= Kacper Kasprzyk =

Kacper Kasprzyk is a fashion photographer.

==Early life and education==
Kasprzyk was born in Sweden, to a fashion designer mother. His interest in photography developed while he was enrolled at the art school Nyckelviksskolan, originally studying fashion design.

Kasprzyk's photography influences include Harry Callahan, Gregory Crewdson, and Gerhard Richter.

==Career==
Kasprzyk's work has appeared in Dazed, Elle, French Vogue, Harper's Bazaar, GQ Style, i-D, and V magazine.

Kasprzyk photographed Brooklyn Beckham (son of David and Victoria Beckham) in clothing for Reserved, a leading clothing brand in Poland. He has a long-established professional relationship with designer Rick Owens and regularly photographs Owens's work.

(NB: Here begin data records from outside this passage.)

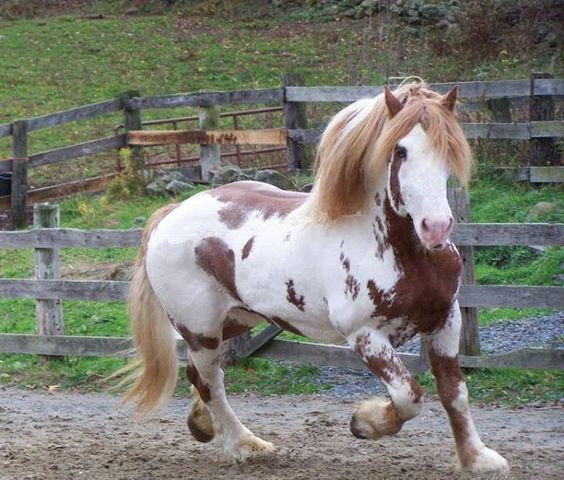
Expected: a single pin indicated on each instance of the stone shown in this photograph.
(176, 187)
(156, 187)
(274, 178)
(541, 209)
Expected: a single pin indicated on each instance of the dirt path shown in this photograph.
(72, 436)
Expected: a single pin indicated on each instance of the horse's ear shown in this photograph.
(449, 100)
(392, 103)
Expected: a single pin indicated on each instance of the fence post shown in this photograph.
(18, 197)
(132, 121)
(49, 313)
(469, 336)
(210, 155)
(541, 107)
(295, 116)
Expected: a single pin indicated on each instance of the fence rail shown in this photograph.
(464, 234)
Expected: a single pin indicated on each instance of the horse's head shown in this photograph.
(414, 131)
(417, 175)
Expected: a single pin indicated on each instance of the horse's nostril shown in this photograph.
(424, 225)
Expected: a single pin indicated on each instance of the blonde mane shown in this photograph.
(358, 141)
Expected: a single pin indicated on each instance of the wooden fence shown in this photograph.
(50, 289)
(541, 129)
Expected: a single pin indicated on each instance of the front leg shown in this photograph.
(442, 347)
(379, 416)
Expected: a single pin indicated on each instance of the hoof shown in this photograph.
(486, 461)
(200, 432)
(374, 419)
(250, 447)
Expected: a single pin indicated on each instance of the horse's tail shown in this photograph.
(152, 375)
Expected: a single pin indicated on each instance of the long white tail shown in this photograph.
(155, 369)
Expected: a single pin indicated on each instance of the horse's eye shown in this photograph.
(401, 153)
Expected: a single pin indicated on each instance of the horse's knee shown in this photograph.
(200, 422)
(376, 418)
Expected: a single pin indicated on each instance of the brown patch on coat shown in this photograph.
(293, 297)
(446, 371)
(232, 328)
(284, 325)
(196, 341)
(352, 286)
(218, 260)
(428, 281)
(195, 379)
(247, 248)
(243, 198)
(386, 365)
(395, 187)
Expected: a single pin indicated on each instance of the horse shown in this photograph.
(365, 258)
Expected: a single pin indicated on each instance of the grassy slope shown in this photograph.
(61, 62)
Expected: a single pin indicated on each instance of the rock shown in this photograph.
(274, 178)
(176, 187)
(139, 222)
(541, 209)
(155, 188)
(228, 174)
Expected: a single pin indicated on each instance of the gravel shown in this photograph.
(546, 331)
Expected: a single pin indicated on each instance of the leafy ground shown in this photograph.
(66, 60)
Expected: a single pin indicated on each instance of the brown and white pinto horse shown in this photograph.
(365, 257)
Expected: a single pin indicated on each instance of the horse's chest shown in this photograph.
(422, 297)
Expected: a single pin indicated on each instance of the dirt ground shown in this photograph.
(72, 436)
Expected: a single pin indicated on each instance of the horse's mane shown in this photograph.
(358, 141)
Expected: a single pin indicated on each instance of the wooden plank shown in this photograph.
(546, 129)
(5, 130)
(285, 350)
(49, 313)
(475, 234)
(302, 135)
(210, 154)
(543, 358)
(552, 174)
(69, 237)
(469, 336)
(71, 289)
(467, 90)
(295, 116)
(132, 121)
(332, 93)
(78, 150)
(517, 131)
(18, 195)
(202, 99)
(543, 149)
(511, 296)
(79, 113)
(490, 234)
(275, 136)
(87, 185)
(548, 86)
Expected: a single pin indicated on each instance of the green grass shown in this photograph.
(508, 387)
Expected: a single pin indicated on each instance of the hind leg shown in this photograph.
(205, 374)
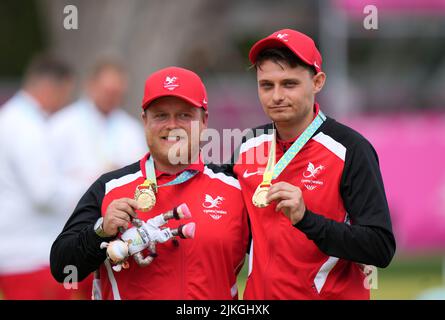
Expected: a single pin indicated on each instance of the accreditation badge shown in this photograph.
(145, 196)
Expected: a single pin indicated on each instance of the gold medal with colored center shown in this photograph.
(145, 197)
(259, 197)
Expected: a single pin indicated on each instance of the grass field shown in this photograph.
(405, 279)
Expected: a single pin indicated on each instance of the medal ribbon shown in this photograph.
(275, 171)
(268, 172)
(151, 176)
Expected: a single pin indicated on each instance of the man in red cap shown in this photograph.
(316, 203)
(172, 173)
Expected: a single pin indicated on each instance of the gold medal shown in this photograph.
(145, 196)
(259, 197)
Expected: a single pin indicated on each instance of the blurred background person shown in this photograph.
(94, 135)
(33, 195)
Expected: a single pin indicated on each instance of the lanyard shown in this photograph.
(151, 176)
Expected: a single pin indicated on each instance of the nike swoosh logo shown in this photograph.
(247, 174)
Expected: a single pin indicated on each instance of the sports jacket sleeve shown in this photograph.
(368, 238)
(78, 245)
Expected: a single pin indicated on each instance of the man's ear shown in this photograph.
(319, 79)
(144, 116)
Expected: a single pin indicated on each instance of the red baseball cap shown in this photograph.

Kasprzyk has also designed marketing campaigns for Gucci, Hermès, H&M, and Yves Saint Laurent, and created six short films featuring Versace designs for H&M.

==Awards==
In 2012, Kasprzyk was a finalist in W magazine's "The Shot" competition for up-and-coming photographers. His photograph on the cover of the Röyksopp and Robyn EP Do It Again was awarded fifth place in Best Art Vinyl's list of the top ten album covers of 2014.